William was visiting his building on what he judged to be unpleasant business, so he was surprised when his tenant, Percy Fearn, a homunculus of a man with the severest overbite in his lower jaw that William had ever seen, strode cheerfully into the office and sat across from him. Fearn's grey hair was swept forcibly back in long thin strands; the lower jaw, as always, stuck out a mile. He sat there bright and alert like a bull terrier expecting a bone.
William sighed. Percy was not going to make this easy for him.
William had bought the Vail Building back in 1928 just before he lost the first election of his career. He'd leased to Fearn, who'd turned it into a retail outlet for office furniture and radios. Business had been slow since then and during the last year Fearn had finally fallen behind in the rent.
William got straight to the point.
“I hope you're in a position to do something about these arrears today, Percy, and no offence, but another promissory note is out of the question.”

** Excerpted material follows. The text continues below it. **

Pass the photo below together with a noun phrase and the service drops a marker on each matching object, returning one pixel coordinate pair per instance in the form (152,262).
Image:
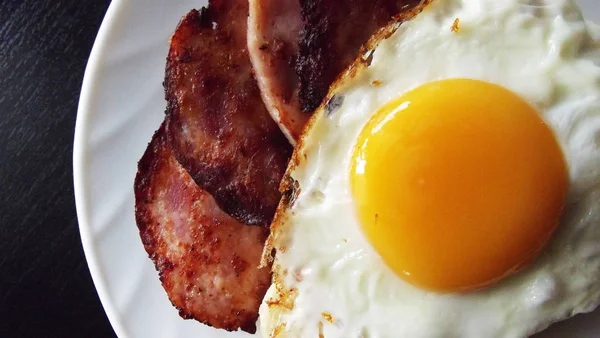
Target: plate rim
(80,155)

He managed a nervous smile. Fearn responded with a smile of his own, as pleasant a one as a face with that severe an overbite could provide. The restraint that pulled at his chin lent an odd involuntary British accent to his speech.
“I understand your concern, William,” he said. “Fifty-two hundred dollars is a lot of money and you've been very patient. So, if I may ask, what is your final position today?”
William took a slow deliberate breath before he issued his ultimatum. For all his combative experience in the House of Assembly, he found it difficult to be aggressive in the confines of an office. He simply wasn't cut out to be a businessman.
“Unless I walk out of here with something, I'll be forced to evict you and sue for the arrears. I'm sure neither of us wants it to come to that.”
Fearn didn't even blink before he replied, “I'm asking you to give me another year to turn things around.”
“You know I can't do that, Percy.”
Fearn leaned ahead in his seat. “I think you will once you hear the proposal I'm about to make.”
William let that statement hang, awkwardly, for a long time.
“Go ahead,” he said at last, throwing up his hands, “do your worst.”
“I would have broached this subject with you weeks ago, William, but I've been waiting on some important correspondence which finally arrived yesterday morning. You've heard of Harmers of London, haven't you?”
William coughed and crossed his legs. “Cyril Harmer? The stamp dealer?”
“Correct. They are the pre-eminent stamp house in this part of the world.” Fearn held up a sheet of paper. “This is a valuation from them on some items in my collection.”
“I see. I didn't know you collected.”
“I have one of the finest stamp collections in the city. I know it seems rather calculated to say it right now, but when I first met you I thought I detected a collector's instinct,” Percy said, and added with great assurance, “I know you'll be intrigued by what I am about to propose.”
“Surely you're not excepting me to accept stamps as payment?”
“No. No, indeed. Although it would be very much in your favour if you did. No, I'm about to propose something much more interesting than that. Shall I go on?”
“Go on.”
A small blue tin, the sort in which women keep their sewing supplies, had been sitting on Fearn's desk the whole time alongside a small photo album. He flipped open the album to reveal an array of postage stamps.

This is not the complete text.